Where the real money goes (and where you can flex)
According to The Knot’s data, the biggest cost categories are:
- Venue and catering: Typically 40 to 50 percent of the total budget
- Photography and videography: 10 to 15 percent
- Music and entertainment: 5 to 10 percent
- Flowers and decor: 8 to 10 percent
- Attire: 5 to 8 percent
The venue is where most of the money goes, which means it is also where the biggest savings are available. A Saturday evening wedding at a popular venue in a major metro area will cost dramatically more than a Sunday afternoon wedding at a state park. Neither is better or worse. They are just different price points for the same life event.
The areas with the least flexibility are usually photography (you want those images to be good) and food (your guests need to eat). The areas with the most flexibility are decor, favors, invitations, and the size of the guest list itself.

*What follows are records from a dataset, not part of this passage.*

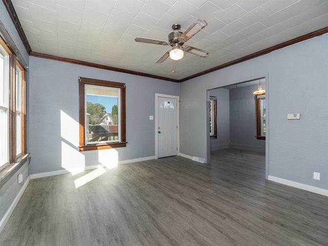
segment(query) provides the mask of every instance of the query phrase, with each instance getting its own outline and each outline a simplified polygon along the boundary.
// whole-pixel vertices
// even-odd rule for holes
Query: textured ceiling
[[[328,26],[328,0],[12,0],[34,52],[180,80]],[[188,53],[172,72],[156,61],[168,40],[198,18],[208,25],[186,42]]]

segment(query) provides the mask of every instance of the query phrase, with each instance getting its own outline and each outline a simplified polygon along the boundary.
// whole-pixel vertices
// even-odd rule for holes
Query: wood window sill
[[[22,155],[18,158],[16,163],[10,164],[0,171],[0,188],[23,166],[29,155],[29,154]]]
[[[118,143],[101,143],[98,144],[90,144],[87,145],[80,145],[78,148],[80,152],[88,150],[96,150],[99,149],[106,149],[108,148],[119,148],[126,147],[127,142],[120,142]]]

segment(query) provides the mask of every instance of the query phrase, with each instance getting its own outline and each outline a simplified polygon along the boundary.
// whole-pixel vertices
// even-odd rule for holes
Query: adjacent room
[[[328,245],[328,2],[0,2],[0,245]]]

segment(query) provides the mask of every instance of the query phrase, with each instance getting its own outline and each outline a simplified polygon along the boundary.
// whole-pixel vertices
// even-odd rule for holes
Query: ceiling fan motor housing
[[[173,31],[169,34],[169,42],[172,44],[171,46],[172,46],[173,44],[175,43],[180,43],[179,37],[182,34],[182,32],[180,31],[180,29],[181,26],[179,24],[174,24],[172,25],[172,29]],[[180,43],[180,44],[182,44]]]

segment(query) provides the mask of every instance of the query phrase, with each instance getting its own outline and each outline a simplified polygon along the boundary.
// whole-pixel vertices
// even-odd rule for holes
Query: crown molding
[[[100,68],[102,69],[115,71],[116,72],[124,72],[125,73],[130,73],[131,74],[137,75],[138,76],[143,76],[145,77],[152,78],[153,79],[157,79],[159,80],[166,80],[168,81],[171,81],[173,82],[176,82],[176,83],[183,82],[184,81],[186,81],[187,80],[189,80],[192,79],[194,79],[195,78],[198,77],[199,76],[201,76],[202,75],[204,75],[207,73],[214,72],[215,71],[217,71],[218,70],[222,69],[222,68],[224,68],[225,67],[232,66],[233,65],[235,65],[238,63],[240,63],[241,62],[243,62],[245,61],[248,61],[249,60],[251,60],[253,58],[255,58],[256,57],[268,54],[272,51],[274,51],[275,50],[277,50],[279,49],[282,49],[285,47],[289,46],[290,45],[292,45],[295,44],[297,44],[297,43],[299,43],[302,41],[305,41],[305,40],[308,40],[309,39],[312,39],[313,37],[315,37],[318,36],[320,36],[321,35],[327,33],[328,32],[328,27],[324,27],[323,28],[321,28],[320,29],[317,30],[317,31],[310,32],[310,33],[303,35],[299,37],[293,39],[288,41],[286,41],[285,42],[282,43],[277,45],[275,45],[274,46],[272,46],[271,47],[262,50],[260,50],[257,52],[253,53],[253,54],[251,54],[250,55],[247,55],[241,58],[239,58],[239,59],[235,60],[234,61],[232,61],[231,62],[229,62],[227,63],[224,63],[224,64],[221,64],[219,66],[217,66],[212,68],[210,68],[205,71],[203,71],[202,72],[196,73],[191,76],[186,77],[184,79],[182,79],[181,80],[175,80],[173,79],[170,79],[169,78],[162,77],[161,76],[157,76],[156,75],[149,74],[148,73],[136,72],[135,71],[132,71],[128,69],[124,69],[122,68],[116,68],[114,67],[110,67],[109,66],[96,64],[95,63],[78,61],[77,60],[72,59],[70,58],[65,58],[62,57],[56,56],[52,55],[42,54],[40,53],[32,51],[31,47],[30,46],[30,44],[29,44],[28,41],[27,40],[27,38],[25,35],[25,33],[24,33],[24,31],[23,30],[23,28],[22,27],[20,23],[18,20],[18,17],[17,16],[17,14],[16,14],[16,12],[15,11],[15,9],[12,5],[12,3],[11,2],[11,0],[3,0],[3,2],[4,2],[4,4],[5,4],[5,5],[6,6],[6,7],[7,8],[7,9],[9,14],[9,15],[10,16],[13,21],[13,23],[14,23],[15,27],[16,27],[16,29],[17,29],[17,31],[19,35],[20,39],[22,40],[23,44],[24,44],[24,46],[25,46],[25,48],[26,49],[27,51],[28,52],[29,54],[30,54],[30,55],[31,55],[32,56],[45,58],[47,59],[51,59],[51,60],[54,60],[56,61],[59,61],[64,62],[68,62],[68,63],[73,63],[75,64],[81,65],[83,66],[87,66],[89,67]],[[0,30],[0,31],[1,31],[1,30]],[[8,39],[8,37],[6,36],[5,37]],[[19,56],[19,55],[18,56]]]
[[[224,64],[222,64],[217,67],[215,67],[212,68],[210,68],[210,69],[208,69],[207,70],[203,71],[202,72],[196,73],[195,74],[192,75],[191,76],[186,77],[184,79],[182,79],[180,80],[180,82],[183,82],[184,81],[186,81],[187,80],[194,79],[194,78],[198,77],[199,76],[201,76],[202,75],[204,75],[204,74],[206,74],[207,73],[209,73],[210,72],[214,72],[214,71],[217,71],[218,70],[222,69],[222,68],[224,68],[225,67],[232,66],[233,65],[235,65],[238,63],[240,63],[241,62],[243,62],[245,61],[251,60],[253,58],[260,56],[261,55],[263,55],[263,54],[268,54],[272,51],[274,51],[275,50],[277,50],[278,49],[282,49],[285,47],[289,46],[290,45],[297,44],[297,43],[299,43],[302,41],[305,41],[305,40],[308,40],[309,39],[312,39],[313,37],[315,37],[318,36],[320,36],[322,34],[327,33],[327,32],[328,32],[328,27],[325,27],[324,28],[321,28],[321,29],[319,29],[319,30],[317,30],[317,31],[310,32],[310,33],[303,35],[298,37],[296,37],[295,39],[293,39],[288,41],[281,43],[281,44],[278,44],[277,45],[275,45],[274,46],[268,48],[266,49],[260,50],[257,52],[253,53],[253,54],[246,55],[245,56],[242,57],[241,58],[239,58],[238,59],[232,61],[231,62],[224,63]]]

Every guest you add costs roughly $290 on average. A 150-person wedding and a 75-person wedding can be dramatically different financial propositions.
The timeline matters more than the budget
Couples who give themselves 12 to 18 months of dedicated saving before the wedding consistently fare better than those who try to fund it in six months. The math is straightforward: more time means smaller monthly contributions, which means less financial strain, which means fewer moments where a credit card feels like the only option.
If you are already engaged and the date is set, start the automatic transfers today. If you are not yet engaged but know it is coming, start a wedding fund anyway. Future you will be grateful.
A note on what actually matters
Research on hedonic adaptation (our tendency to return to a baseline level of happiness after big events) suggests that the specifics of your wedding day matter less than you think they will. The $5,000 floral arrangement and the $500 one both fade in memory at roughly the same rate.
What does not fade is financial stress. Couples who argue about money report lower relationship satisfaction, and debt is the most common trigger for those arguments. Spending less on the wedding and more on the marriage is not just folk wisdom. It is consistent with what the research shows.
The bottom line
You can have a beautiful wedding without starting your marriage in debt. It requires three things: a real number you can fund without borrowing, automatic savings that start immediately, and the willingness to make a few choices based on your actual budget rather than someone else’s Instagram feed.
The wedding is one day. The marriage is the rest of your life. Fund accordingly.